Nasrettin Hoca’ya sormuşlar: “Eski ayları ne yaparlar?” diye o da: “Kırpıp yıldız yaparlar.” demiş.
Roma’da bir fotoğraf karesi düştü basına. Yerde yatan yüzlerce kuş… Hepsi de yeni yılı kutlamak için “insan”lar tarafından kullanılan havai fişekler nedeniyle can verdi. Yaşatmak varken öldürmek insana has bir şey; korumak varken korkutmak, kuşları seyretmek varken havai fişekleri seyretmek, kuşların şen şakrak cıvıltılarına kulak kesilmek varken havai fişeklerin sesine özlem duymak… İnsan bu dünyanın kıyametidir. Ve şu yerdeki cansız kuşların fotoğrafı da bunun ispatıdır.

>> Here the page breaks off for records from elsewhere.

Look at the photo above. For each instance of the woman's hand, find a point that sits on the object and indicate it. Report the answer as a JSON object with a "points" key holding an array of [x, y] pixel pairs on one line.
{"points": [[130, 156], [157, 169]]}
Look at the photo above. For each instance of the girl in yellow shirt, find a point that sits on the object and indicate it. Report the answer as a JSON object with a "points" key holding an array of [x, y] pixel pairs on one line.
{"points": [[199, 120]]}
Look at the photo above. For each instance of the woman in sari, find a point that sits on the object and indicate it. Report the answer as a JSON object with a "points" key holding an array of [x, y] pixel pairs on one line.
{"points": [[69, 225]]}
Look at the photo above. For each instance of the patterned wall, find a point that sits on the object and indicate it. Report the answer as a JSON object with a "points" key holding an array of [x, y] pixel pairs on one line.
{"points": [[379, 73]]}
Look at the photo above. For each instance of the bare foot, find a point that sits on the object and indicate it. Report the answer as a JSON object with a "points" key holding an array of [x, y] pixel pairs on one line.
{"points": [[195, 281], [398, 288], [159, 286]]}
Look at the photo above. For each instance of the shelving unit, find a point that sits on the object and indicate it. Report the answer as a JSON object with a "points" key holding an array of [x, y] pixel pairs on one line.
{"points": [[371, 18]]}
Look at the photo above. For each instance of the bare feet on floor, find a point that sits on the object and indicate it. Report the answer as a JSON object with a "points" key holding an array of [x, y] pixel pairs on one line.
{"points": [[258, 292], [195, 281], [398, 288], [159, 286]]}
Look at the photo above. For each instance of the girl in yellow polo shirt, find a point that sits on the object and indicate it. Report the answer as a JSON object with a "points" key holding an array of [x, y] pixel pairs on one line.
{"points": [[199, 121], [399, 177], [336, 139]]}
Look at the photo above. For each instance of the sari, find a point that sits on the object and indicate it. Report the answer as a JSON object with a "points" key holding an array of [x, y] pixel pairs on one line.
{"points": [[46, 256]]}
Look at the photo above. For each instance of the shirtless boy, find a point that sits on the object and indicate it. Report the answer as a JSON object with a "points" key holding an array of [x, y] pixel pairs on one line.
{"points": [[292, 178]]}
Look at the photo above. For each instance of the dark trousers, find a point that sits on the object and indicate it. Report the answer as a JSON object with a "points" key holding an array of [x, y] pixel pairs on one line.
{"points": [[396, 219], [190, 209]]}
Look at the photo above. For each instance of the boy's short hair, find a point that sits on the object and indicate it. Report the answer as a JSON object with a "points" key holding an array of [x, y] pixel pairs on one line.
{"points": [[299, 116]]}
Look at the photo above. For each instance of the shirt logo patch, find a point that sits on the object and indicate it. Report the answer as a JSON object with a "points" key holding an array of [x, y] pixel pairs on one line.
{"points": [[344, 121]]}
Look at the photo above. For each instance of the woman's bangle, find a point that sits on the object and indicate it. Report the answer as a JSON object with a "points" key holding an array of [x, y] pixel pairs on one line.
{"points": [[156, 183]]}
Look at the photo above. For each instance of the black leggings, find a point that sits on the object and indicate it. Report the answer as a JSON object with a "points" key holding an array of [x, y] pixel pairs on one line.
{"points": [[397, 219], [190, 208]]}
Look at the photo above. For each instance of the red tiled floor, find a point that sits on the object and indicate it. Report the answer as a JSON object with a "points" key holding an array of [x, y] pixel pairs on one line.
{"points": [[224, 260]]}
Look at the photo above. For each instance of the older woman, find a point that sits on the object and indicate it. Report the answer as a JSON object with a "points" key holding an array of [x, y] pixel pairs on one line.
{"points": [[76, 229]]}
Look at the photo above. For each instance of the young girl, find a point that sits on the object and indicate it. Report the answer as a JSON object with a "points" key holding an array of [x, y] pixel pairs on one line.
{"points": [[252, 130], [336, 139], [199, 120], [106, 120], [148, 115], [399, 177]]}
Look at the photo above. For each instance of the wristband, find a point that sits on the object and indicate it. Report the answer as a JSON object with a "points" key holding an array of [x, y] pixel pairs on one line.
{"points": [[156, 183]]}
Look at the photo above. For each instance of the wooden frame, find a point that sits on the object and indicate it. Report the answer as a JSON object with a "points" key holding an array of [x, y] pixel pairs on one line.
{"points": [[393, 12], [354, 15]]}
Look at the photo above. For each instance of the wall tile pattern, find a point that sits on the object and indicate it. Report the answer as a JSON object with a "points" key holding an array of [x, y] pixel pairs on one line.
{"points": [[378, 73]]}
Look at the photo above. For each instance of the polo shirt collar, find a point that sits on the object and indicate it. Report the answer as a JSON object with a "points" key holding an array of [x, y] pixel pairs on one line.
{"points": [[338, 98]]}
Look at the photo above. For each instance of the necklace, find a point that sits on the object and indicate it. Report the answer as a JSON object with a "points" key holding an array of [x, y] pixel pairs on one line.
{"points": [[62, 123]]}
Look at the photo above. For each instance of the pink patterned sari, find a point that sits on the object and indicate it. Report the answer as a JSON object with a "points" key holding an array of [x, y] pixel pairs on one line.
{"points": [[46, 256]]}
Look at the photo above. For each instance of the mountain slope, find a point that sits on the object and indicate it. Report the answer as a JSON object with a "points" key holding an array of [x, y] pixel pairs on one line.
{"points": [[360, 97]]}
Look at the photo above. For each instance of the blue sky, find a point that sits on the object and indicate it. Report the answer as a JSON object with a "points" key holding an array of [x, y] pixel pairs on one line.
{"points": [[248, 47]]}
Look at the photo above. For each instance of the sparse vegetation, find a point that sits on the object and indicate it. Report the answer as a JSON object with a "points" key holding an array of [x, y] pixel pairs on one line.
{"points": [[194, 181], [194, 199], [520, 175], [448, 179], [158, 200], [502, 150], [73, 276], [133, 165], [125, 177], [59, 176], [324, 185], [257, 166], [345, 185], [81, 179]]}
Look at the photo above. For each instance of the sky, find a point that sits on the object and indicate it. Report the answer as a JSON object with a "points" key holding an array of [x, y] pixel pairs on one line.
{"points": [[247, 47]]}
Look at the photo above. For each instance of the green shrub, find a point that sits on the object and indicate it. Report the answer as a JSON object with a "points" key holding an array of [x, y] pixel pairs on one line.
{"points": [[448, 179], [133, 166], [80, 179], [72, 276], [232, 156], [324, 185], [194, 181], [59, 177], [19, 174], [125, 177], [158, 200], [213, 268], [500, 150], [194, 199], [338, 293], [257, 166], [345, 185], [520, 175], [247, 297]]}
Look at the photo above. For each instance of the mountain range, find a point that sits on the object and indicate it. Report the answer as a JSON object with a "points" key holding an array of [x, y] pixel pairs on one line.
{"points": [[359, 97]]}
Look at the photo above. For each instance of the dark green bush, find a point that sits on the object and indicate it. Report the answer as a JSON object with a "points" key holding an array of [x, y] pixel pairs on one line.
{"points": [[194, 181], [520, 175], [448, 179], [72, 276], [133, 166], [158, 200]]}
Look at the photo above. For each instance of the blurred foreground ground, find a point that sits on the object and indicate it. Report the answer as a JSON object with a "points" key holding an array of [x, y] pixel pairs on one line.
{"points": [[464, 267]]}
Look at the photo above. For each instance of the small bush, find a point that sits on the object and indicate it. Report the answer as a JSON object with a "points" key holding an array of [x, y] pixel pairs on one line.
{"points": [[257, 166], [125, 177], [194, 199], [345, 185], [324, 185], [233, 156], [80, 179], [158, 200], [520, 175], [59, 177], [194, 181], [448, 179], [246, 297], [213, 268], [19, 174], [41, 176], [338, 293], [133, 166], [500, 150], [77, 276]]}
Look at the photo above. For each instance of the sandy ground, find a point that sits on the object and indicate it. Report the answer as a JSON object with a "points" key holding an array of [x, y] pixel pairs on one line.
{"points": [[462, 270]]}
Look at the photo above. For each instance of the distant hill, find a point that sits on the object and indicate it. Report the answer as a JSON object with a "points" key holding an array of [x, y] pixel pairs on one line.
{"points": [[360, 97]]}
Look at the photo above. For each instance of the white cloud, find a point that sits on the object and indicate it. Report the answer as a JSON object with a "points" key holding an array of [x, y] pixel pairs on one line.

“Yeni yıla girince kuşları ne yaparlar?” diye soruyorum sizlere. “Havai fişekle katlederler.” diye de cevaplıyorum.
Hazanda yere düşmüş yapraklar gibi caddenin ortasında ölü kuşlar… Eskisinden ne hayır gördüler ki bu masum ve savunmasız canlılar, yeni sinden de hayır görsünler. Medeniyet şov yaparken, gelişmişlik bencil bir şekilde kutlarken yeni yılı kendisinden başka bir canlıyı düşünür mü? Ağacı kesip süslerken tabii ki kuşlar nereye konacak? Onlar içine hayırlısı ölmek olacak (?) Yaşam alanlarını budaya budaya, kese kese daralttığımız hatta yok ettiğimiz canlıların yaşamaları dahi suç (!) Gökte kirliliğe sebep olan kuşlar bakın yerde nasıl da güzel yatıyorlar(!)
Ey merhamet dakika bir gol bir! Yine yoksun kalplerde. İnsanlık yerlerde yine. Vicdan artık lügatlerden de çıkarılmalı, önerim bu.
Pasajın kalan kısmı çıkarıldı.